– Ну, жаба неуклюжая! – недовольно проворчала хозяйка избушки.

– Извините, не увидела. Темно, – сказала Прасковья и испуганно взглянула на мать.

Зоя остановилась у порога и громко произнесла:

– Здравствуй, Марфа, мир твоему дому! Мы к тебе с подарками пришли да за помощью.

Из темноты избы к ним вышла толстая, некрасивая женщина. Её круглое недовольное лицо лоснилось жирным блеском и было сплошь покрыто бородавками, а над верхней губой росли чёрные усы. Женщина внимательно осмотрела своих гостей и указала рукой на деревянный стол, заваленный сухими травами.

– Начинайте с подарков. Это хоть поприятнее, чем те беды да заботы, которые вы с собой притащили.

Зоя торопливо кивнула и, заискивающе улыбаясь, подошла к столу, поставила на него корзинку, накрытую платком.

– Вот, Марфа, как я и обещала: всего тебе принесли, ничего не пожалели. Всё, что было у нас – всё тут. Сахар, соль, мука, яйца…

Зоя выкладывала на стол гостинцы – такую плату попросила у неё ведьма Марфа за помощь Прасковье.

– Вот ещё рыбный сочень принесла, очень вкусный, сама пекла. С поминок остался, – Зоя протянула ведьме пирог, – у нас бабушка на днях померла. Моя мать. Вчера схоронили. Помяни.

На этих словах Прасковья побледнела и без приглашения опустилась на лавку. Ведьма зыркнула на неё недовольно и стала внимательно рассматривать гостинцы. Сочень она поднесла к носу и долго принюхивалась к нему, с шумом втягивая ноздрями воздух.

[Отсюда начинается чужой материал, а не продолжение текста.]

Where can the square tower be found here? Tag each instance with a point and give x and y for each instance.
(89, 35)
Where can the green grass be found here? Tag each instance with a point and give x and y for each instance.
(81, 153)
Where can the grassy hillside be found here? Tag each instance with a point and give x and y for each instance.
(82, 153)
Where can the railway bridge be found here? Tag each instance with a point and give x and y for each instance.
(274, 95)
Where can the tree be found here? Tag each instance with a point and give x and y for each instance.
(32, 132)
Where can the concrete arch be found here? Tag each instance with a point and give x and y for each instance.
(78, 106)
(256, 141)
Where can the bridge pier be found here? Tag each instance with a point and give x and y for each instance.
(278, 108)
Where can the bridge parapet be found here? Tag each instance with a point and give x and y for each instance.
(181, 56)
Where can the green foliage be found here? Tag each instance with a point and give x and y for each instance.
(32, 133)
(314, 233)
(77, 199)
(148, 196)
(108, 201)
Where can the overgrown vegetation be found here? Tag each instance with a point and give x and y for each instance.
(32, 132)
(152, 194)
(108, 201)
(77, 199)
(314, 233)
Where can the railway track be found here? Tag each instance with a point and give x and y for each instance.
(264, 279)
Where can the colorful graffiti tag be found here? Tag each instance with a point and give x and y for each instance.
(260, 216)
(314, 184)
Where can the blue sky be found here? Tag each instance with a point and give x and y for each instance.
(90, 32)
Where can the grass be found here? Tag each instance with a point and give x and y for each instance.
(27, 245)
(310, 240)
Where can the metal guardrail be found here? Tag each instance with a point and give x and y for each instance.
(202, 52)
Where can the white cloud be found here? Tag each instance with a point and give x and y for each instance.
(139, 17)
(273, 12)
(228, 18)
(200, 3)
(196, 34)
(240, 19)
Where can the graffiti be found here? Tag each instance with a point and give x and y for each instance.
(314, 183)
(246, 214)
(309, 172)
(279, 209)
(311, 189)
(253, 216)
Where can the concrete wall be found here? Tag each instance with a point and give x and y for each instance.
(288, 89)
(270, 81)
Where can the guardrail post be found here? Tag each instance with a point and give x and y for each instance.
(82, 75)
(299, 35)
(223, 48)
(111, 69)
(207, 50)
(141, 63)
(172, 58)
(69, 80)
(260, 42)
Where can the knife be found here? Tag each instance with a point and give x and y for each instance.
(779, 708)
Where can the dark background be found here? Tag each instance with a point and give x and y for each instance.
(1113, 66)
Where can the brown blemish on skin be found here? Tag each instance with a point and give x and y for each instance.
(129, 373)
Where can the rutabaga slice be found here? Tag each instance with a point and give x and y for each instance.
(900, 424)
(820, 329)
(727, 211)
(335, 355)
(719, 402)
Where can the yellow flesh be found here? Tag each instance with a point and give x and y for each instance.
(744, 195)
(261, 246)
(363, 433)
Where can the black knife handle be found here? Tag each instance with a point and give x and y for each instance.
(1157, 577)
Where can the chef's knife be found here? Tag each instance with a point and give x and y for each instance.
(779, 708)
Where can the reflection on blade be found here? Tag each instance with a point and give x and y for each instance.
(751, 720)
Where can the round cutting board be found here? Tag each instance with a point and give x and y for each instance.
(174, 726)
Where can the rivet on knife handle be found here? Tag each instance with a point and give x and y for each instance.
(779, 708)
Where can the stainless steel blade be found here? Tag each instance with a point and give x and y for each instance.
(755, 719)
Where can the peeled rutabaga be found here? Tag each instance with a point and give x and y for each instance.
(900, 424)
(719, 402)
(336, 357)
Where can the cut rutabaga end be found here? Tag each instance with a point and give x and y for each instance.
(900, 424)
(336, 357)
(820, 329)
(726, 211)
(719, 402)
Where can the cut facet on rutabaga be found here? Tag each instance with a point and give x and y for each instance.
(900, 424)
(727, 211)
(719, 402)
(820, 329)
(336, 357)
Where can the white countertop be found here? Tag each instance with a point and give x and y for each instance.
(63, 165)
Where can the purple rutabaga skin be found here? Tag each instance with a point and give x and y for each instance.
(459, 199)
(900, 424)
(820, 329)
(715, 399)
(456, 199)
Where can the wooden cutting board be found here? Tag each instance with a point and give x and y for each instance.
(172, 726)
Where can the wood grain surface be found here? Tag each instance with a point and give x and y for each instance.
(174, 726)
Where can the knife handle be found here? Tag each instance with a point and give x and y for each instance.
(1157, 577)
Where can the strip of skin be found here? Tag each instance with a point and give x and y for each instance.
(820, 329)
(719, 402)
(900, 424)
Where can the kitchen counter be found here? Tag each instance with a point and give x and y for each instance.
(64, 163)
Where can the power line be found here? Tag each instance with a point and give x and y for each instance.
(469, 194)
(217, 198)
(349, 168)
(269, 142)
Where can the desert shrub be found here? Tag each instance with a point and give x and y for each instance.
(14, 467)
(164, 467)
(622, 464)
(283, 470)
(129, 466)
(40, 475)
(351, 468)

– Покойником пахнет, – тихо и задумчиво произнесла Марфа, – мать-то сама померла, или помог кто?

– Сама! Старая уж была, два года лежмя лежала и померла вот! – быстро проговорила Зоя, и щёки её покрылись пунцовым румянцем.

– А пахнет так, как будто ей помог кто… – задумчиво проговорила ведьма.

Прасковья сидела ни жива ни мертва. Почувствовав, что всё тело ослабло и сознание вот-вот покинет её, она попросила у Марфы воды.

– Ишь ты какая, царевна-королевна, – проворчала Марфа, зачерпнула в чашку ключевой воды из ведра и поставила чашку перед Прасковьей, – привыкла, небось, к тому, что всё тебе на блюдечке достаётся? Вон и теперь мамка за тебя просит, а ты на лавке расселась, глазами хлопаешь.

Прасковья отпила воды, опустила голову, почувствовав, что её мутит от вида мерзкой ведьмы. Ей захотелось уйти отсюда как можно скорее, она встала с лавки и сделала несколько шагов по направлению к низкой двери.

– Сиди уж. Я гостинцы назад всё равно не отдам! – зло гаркнула Марфа, и Прасковья попятилась обратно к столу, укоризненно глядя на мать.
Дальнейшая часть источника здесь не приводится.